Molecular structure of a prevalent amyloid-β fibril polymorph from Alzheimer's disease brain tissue.
Ujjayini GhoshKent R ThurberWai-Ming YauRobert TyckoPublished in: Proceedings of the National Academy of Sciences of the United States of America (2021)
Amyloid-β (Aβ) fibrils exhibit self-propagating, molecular-level polymorphisms that may contribute to variations in clinical and pathological characteristics of Alzheimer's disease (AD). We report the molecular structure of a specific fibril polymorph, formed by 40-residue Aβ peptides (Aβ40), that is derived from cortical tissue of an AD patient by seeded fibril growth. The structure is determined from cryogenic electron microscopy (cryoEM) images, supplemented by mass-per-length (MPL) measurements and solid-state NMR (ssNMR) data.
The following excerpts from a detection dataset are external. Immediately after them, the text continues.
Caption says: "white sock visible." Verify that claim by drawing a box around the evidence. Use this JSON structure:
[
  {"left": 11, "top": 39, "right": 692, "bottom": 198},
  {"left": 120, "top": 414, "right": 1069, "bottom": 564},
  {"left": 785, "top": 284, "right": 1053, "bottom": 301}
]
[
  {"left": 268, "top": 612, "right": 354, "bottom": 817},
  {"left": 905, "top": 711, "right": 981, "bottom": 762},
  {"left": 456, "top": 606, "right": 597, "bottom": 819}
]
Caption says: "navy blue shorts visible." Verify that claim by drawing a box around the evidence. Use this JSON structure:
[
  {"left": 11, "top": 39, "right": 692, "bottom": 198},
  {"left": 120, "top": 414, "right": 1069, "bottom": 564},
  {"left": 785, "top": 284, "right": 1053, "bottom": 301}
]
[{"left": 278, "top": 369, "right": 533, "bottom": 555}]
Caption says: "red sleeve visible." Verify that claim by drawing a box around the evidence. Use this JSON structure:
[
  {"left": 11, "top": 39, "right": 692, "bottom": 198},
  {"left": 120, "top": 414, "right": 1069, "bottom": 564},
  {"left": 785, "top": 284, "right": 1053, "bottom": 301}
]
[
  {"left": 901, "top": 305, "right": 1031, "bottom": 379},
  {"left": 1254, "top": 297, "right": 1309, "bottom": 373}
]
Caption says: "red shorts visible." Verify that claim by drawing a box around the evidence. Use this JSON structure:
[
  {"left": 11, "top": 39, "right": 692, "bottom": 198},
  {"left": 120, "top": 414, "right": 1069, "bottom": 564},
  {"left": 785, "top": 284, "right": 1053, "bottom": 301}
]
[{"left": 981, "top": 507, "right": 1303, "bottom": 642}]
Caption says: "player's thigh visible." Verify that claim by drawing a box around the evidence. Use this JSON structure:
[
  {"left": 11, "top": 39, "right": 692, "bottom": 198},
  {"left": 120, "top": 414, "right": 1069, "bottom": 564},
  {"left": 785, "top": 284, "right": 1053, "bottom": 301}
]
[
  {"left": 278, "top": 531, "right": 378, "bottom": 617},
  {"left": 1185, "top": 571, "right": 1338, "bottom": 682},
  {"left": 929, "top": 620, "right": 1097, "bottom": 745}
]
Previous ssNMR studies with multiple AD patients had identified this polymorph as the most prevalent brain-derived Aβ40 fibril polymorph from typical AD patients. The structure, which has 2.8-Å resolution according to standard criteria, differs qualitatively from all previously described Aβ fibril structures, both in its molecular conformations and its organization of cross-β subunits. Unique features include twofold screw symmetry about the fibril growth axis, despite an MPL value that indicates three Aβ40 molecules per 4.8-Å β-sheet spacing, a four-layered architecture, and fully extended conformations for molecules in the central two cross-β layers. The cryoEM density, ssNMR data, and MPL data are consistent with β-hairpin conformations for molecules in the outer cross-β layers. Knowledge of this brain-derived fibril structure may contribute to the development of structure-specific amyloid imaging agents and aggregation inhibitors with greater diagnostic and therapeutic utility.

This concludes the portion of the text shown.